I also tried the $2,600 Inokim OXO, which has a maximum speed of 40 mph, and a 40-50 mile charging range. This is a 74-pound beast, with 10-inch wheels and a deck wide enough for two feet side-by-side. Breaking 30 miles per hour on the OXO in the Folsom Street bike lane felt reckless. But on Harrison Street, a wide road without a bike lane, the scooter felt safer as it kept pace with car traffic.

Safety is the elephant in the room with e-scooters. Initial studies of shared scooter programs found injury rates considerably higher than bike share, but those studies didn’t account for the effect of inexperienced riders and low-quality vehicles.

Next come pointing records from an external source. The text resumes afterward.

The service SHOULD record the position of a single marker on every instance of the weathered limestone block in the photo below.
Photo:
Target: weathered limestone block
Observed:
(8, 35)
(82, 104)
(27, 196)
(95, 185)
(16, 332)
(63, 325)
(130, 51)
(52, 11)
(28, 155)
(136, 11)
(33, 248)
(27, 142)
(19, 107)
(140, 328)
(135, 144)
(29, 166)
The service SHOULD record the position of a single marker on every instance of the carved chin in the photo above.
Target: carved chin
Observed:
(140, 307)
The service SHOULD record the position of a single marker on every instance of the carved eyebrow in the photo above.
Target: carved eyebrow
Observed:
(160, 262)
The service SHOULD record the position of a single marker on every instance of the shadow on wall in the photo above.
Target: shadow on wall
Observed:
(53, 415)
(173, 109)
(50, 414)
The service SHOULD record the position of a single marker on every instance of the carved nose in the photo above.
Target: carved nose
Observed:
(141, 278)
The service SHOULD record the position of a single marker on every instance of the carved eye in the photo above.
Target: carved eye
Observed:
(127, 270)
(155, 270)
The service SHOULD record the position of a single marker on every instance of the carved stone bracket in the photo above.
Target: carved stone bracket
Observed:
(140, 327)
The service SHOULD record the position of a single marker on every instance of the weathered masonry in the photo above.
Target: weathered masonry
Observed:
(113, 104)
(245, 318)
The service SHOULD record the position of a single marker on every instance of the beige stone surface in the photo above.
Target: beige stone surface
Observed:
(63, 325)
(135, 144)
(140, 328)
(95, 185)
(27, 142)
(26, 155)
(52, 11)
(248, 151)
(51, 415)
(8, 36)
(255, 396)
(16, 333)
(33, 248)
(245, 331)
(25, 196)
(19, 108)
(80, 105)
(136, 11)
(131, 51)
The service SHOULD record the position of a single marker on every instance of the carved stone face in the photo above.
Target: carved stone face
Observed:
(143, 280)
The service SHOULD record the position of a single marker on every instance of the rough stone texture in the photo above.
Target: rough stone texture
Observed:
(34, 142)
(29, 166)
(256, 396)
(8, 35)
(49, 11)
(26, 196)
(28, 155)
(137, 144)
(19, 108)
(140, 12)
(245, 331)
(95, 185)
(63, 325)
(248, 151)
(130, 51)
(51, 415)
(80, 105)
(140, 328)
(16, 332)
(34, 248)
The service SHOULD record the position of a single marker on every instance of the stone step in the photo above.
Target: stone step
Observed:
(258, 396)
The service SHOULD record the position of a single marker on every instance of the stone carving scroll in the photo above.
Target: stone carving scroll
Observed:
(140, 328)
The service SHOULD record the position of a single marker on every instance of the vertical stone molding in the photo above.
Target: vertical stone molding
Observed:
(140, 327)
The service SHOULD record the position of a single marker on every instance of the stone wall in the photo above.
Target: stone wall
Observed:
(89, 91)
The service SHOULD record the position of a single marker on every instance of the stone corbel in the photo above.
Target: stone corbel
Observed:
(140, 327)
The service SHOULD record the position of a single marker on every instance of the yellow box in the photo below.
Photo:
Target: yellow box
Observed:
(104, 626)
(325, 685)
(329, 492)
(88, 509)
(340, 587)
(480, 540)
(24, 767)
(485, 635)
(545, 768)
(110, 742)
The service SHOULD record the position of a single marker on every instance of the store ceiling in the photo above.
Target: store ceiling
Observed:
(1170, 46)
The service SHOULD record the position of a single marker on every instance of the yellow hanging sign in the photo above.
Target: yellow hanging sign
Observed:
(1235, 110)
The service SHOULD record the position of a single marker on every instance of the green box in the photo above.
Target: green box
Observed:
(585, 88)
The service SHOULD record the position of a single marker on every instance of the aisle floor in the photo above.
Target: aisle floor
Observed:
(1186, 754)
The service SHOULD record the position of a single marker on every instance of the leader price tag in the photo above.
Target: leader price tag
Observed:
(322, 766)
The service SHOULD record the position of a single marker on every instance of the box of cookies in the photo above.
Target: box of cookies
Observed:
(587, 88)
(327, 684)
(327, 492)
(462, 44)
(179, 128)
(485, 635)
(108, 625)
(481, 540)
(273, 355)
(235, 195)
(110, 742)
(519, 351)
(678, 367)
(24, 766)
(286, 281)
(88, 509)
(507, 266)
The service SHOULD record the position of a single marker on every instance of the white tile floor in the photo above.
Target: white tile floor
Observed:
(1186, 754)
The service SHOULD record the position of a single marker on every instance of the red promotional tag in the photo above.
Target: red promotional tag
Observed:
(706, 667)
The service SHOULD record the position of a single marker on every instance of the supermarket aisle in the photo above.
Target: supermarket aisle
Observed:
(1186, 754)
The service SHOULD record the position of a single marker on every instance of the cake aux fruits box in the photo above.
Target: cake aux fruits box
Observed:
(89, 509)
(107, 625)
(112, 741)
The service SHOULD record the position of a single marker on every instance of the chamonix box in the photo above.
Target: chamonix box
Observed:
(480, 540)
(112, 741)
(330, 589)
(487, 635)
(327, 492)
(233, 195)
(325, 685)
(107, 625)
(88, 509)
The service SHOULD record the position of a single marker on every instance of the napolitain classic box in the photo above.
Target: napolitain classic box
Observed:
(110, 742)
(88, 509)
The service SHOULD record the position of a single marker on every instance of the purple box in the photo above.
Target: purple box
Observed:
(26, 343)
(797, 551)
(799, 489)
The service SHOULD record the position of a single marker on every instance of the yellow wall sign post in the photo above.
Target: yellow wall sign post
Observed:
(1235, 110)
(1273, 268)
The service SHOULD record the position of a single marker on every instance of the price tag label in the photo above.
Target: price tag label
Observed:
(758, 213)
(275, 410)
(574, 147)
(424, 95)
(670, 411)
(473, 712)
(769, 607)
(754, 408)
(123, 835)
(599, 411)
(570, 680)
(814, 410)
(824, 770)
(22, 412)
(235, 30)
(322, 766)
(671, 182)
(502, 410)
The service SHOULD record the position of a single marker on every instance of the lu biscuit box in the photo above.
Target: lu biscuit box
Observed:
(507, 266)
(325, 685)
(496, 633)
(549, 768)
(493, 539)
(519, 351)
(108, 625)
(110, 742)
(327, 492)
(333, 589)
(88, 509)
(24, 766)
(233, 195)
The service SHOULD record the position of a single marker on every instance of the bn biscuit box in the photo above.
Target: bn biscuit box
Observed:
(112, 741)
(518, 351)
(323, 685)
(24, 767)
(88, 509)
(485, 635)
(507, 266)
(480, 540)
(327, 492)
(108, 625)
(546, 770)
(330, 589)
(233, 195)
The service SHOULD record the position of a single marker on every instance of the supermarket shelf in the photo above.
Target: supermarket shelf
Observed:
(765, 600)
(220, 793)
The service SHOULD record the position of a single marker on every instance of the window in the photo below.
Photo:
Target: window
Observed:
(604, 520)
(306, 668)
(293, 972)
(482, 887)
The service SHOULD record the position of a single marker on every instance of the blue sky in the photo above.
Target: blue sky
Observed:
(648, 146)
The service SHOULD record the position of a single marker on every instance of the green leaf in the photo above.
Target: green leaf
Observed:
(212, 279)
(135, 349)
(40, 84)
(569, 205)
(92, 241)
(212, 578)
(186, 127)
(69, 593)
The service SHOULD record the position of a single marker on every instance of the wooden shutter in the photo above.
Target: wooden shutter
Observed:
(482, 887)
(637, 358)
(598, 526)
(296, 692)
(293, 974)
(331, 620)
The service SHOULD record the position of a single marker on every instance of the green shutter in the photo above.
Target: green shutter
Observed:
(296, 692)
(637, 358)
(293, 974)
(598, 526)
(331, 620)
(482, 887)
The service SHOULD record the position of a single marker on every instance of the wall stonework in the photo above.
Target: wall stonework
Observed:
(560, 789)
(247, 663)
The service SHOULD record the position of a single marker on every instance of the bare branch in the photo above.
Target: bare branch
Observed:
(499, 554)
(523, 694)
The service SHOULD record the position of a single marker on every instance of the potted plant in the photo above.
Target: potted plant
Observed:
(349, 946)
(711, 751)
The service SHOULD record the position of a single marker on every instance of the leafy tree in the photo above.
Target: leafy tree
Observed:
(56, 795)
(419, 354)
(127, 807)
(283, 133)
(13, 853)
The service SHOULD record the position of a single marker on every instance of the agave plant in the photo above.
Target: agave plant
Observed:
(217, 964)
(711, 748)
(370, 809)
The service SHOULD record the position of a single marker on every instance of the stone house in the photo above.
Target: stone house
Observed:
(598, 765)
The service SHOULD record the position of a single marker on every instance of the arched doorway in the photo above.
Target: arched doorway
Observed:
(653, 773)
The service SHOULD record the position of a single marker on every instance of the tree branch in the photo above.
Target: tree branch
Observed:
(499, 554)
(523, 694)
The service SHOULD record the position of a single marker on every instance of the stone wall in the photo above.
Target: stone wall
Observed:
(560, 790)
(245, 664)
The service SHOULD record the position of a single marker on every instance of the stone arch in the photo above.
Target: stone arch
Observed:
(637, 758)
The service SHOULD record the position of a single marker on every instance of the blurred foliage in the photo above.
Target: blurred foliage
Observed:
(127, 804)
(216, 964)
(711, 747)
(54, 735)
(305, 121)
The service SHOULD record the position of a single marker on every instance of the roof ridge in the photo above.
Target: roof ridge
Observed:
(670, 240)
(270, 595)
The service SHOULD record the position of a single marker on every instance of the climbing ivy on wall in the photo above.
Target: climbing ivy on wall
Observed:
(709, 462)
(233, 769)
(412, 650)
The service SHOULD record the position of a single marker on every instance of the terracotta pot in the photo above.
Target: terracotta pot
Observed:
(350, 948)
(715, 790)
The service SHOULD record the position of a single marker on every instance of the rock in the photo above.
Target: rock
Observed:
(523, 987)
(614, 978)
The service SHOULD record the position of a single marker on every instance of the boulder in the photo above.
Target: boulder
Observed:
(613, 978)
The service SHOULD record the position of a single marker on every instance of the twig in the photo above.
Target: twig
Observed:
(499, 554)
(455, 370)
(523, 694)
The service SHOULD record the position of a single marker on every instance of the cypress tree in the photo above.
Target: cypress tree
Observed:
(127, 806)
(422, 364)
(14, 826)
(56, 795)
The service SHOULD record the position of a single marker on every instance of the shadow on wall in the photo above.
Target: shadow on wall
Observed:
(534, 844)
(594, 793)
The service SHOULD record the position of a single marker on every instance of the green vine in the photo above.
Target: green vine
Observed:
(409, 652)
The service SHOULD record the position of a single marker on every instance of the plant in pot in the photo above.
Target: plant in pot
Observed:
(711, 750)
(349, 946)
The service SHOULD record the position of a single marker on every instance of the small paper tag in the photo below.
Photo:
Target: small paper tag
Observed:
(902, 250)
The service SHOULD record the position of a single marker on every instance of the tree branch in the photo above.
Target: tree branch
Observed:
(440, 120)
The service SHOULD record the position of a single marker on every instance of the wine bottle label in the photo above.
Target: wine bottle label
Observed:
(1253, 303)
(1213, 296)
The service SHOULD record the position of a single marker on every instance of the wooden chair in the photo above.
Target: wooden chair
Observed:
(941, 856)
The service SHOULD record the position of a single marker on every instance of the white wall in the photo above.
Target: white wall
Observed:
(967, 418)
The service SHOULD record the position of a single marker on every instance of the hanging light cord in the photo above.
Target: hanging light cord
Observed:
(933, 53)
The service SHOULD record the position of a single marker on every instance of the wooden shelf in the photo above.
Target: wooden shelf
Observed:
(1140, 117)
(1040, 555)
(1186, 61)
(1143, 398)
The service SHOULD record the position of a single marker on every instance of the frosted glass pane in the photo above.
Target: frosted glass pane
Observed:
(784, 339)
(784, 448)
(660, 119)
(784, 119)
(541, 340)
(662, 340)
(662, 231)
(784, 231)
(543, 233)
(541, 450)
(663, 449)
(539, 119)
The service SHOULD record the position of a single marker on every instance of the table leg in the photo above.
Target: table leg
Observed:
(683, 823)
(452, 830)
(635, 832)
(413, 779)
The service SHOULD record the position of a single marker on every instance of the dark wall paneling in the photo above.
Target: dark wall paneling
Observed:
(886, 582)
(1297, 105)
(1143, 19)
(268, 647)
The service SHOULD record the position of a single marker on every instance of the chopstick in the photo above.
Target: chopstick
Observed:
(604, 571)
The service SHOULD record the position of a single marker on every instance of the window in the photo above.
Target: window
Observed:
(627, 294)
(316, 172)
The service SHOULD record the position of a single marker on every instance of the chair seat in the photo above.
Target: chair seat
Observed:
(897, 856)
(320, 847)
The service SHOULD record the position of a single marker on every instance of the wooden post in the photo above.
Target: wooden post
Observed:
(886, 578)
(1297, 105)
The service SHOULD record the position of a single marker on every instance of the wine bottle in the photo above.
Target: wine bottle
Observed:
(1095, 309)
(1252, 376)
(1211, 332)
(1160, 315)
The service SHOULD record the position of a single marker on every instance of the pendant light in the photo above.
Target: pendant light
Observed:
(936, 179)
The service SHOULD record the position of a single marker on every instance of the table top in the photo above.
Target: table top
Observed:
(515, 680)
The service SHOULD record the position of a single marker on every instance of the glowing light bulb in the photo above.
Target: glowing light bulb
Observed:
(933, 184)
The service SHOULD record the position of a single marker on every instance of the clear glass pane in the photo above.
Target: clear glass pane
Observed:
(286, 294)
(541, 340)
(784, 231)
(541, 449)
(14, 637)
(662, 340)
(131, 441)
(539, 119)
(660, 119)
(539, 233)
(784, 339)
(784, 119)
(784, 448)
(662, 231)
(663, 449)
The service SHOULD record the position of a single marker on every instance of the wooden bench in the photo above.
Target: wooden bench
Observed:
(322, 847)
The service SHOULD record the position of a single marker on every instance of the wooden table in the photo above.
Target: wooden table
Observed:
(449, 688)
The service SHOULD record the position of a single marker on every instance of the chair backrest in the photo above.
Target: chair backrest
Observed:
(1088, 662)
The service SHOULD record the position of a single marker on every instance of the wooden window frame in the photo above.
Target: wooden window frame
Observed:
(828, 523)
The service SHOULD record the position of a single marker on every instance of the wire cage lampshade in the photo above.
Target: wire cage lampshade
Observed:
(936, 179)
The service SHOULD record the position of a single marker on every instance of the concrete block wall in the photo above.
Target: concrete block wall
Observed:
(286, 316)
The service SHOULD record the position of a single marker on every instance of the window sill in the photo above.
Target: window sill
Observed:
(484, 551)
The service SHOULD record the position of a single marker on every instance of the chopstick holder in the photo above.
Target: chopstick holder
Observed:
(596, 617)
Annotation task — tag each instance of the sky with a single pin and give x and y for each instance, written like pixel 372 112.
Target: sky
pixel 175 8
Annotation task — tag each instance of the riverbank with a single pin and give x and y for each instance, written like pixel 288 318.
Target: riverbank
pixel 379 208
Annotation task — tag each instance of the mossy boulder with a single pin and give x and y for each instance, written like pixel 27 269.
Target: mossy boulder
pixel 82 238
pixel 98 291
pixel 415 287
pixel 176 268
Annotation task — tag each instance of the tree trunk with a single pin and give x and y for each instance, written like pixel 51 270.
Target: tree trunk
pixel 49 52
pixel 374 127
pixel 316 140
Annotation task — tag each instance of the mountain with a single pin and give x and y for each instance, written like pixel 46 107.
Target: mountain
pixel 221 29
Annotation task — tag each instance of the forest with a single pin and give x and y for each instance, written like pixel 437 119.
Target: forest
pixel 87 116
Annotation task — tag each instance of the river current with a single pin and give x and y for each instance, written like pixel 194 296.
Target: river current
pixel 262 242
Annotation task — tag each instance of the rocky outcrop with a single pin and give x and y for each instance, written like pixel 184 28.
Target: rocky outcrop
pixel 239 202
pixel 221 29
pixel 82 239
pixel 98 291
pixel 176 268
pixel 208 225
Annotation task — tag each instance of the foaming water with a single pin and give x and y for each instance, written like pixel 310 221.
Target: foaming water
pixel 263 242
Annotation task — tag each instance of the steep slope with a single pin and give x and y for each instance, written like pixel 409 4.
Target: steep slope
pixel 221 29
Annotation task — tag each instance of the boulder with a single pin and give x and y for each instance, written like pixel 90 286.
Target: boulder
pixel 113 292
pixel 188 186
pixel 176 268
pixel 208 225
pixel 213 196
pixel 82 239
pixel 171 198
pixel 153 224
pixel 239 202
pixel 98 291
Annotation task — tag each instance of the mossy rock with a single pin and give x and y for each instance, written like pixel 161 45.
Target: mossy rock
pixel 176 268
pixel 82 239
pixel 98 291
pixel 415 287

There’s little safety data on personally owned e-scooters, and there’s such a wide variety of makes that it could be difficult to draw firm conclusions for some time.

Mollica believes the risks of e-scooter riding are comparable to those of cycling. In some cases, e-scooters might be safer by allowing the rider to easily jump off their vehicle and by being taller and more visible to cars.

Still, it’s obvious that super-charged scooters traveling over 30 mph introduce additional risks to riders and other people on the road. Owning a souped up scooter entails a responsibility similar to what society vests in drivers, Mollica said. “You can go to any car lot, get in a car and it’ll go over 100 mph. You can’t legally drive 100 mph on the street. The responsibility lies on the driver.”

Mollica is optimistic that scooters will rapidly become safer, smoother and more accessible to different kinds of people. “The designs, in my opinion, still have a long way to go. And it’s really early days.”